It started almost like a Mickey Spillane mystery. One day a lawyer I knew casually called me. He wanted me to meet a client of his who had a problem. So I arranged to meet them at his office the next day. I got there first. Before he could brief me, his client walked in. Young, tall, slender, exotically beautiful. And crying. They laid out the problem: millions of dollars had disappeared from her (recently deceased) husband’s estate and may have been sent overseas. She had been functionally disinherited. Could I help?
The facts also seemed right out of a mystery novel:
- The estate might have been worth as much as $3 million to $5 million but when probated was estimated to be less than $100,000.00.

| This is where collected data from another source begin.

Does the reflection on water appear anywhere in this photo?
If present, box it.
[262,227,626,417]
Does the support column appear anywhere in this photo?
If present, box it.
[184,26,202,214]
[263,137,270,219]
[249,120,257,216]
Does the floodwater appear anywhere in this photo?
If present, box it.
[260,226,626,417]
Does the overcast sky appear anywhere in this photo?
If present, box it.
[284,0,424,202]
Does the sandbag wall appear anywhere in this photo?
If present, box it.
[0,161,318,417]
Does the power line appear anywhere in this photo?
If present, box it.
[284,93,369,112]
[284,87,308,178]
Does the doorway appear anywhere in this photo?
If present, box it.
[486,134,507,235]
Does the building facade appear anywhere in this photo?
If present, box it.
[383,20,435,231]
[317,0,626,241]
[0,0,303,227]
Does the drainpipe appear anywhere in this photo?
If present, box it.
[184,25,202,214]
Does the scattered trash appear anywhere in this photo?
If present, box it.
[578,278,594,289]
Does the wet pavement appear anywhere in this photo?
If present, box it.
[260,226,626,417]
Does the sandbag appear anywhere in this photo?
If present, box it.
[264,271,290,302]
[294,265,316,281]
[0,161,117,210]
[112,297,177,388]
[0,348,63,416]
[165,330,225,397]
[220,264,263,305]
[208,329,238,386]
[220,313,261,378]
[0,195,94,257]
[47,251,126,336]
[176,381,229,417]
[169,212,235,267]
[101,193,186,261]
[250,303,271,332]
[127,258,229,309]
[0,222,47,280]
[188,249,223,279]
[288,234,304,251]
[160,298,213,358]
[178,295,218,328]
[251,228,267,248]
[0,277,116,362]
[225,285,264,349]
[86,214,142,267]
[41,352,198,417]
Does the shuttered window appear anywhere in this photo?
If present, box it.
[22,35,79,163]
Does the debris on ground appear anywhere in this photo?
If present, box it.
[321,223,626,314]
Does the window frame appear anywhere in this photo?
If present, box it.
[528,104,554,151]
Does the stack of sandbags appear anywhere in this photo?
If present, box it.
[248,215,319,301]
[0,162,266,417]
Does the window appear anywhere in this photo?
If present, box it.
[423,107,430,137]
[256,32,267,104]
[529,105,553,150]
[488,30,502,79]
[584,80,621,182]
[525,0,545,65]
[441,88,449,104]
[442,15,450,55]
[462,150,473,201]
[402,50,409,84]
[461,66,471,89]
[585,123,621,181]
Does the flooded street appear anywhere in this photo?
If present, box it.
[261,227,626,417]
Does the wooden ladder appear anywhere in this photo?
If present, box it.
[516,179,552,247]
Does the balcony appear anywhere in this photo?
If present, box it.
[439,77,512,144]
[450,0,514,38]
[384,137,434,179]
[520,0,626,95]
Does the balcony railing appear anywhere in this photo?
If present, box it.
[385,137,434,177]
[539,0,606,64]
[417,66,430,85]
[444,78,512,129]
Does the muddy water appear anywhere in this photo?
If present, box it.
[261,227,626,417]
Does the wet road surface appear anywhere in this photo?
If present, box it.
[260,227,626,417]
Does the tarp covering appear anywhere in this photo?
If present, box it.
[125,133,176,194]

- My client was the younger second wife of an older, very successful, scientist/inventor who had immigrated to the United States with part of his family.
- Shortly after their marriage, she discovered that he was mortally ill. After several years, when his time grew near, she asked him to provide for her future.
- He refused, claiming that she was trying to kill him before his time. His behavior changed: instead of sharing information, he altered his life insurance; secretly sold his stocks; borrowed against his retirement fund, the house, and his other assets; did not pay taxes on his gains, and gave all the cash he could raise to his sister (ostensibly for their parents who lived abroad).1
- Finally, he went to a lawyer and made a will specifically disinheriting my client, giving all his assets to his sister, the executrix.
Under Maryland law, my client, as the spouse, had the right to either take what she was given in the will (in this case nothing) or elect to take her statutory share, 50 percent of the estate. But what was the estate? Because the Husband gave all his assets away before he died, the estate was minuscule. Unless I could reverse the gifts and recover them. Could this be done?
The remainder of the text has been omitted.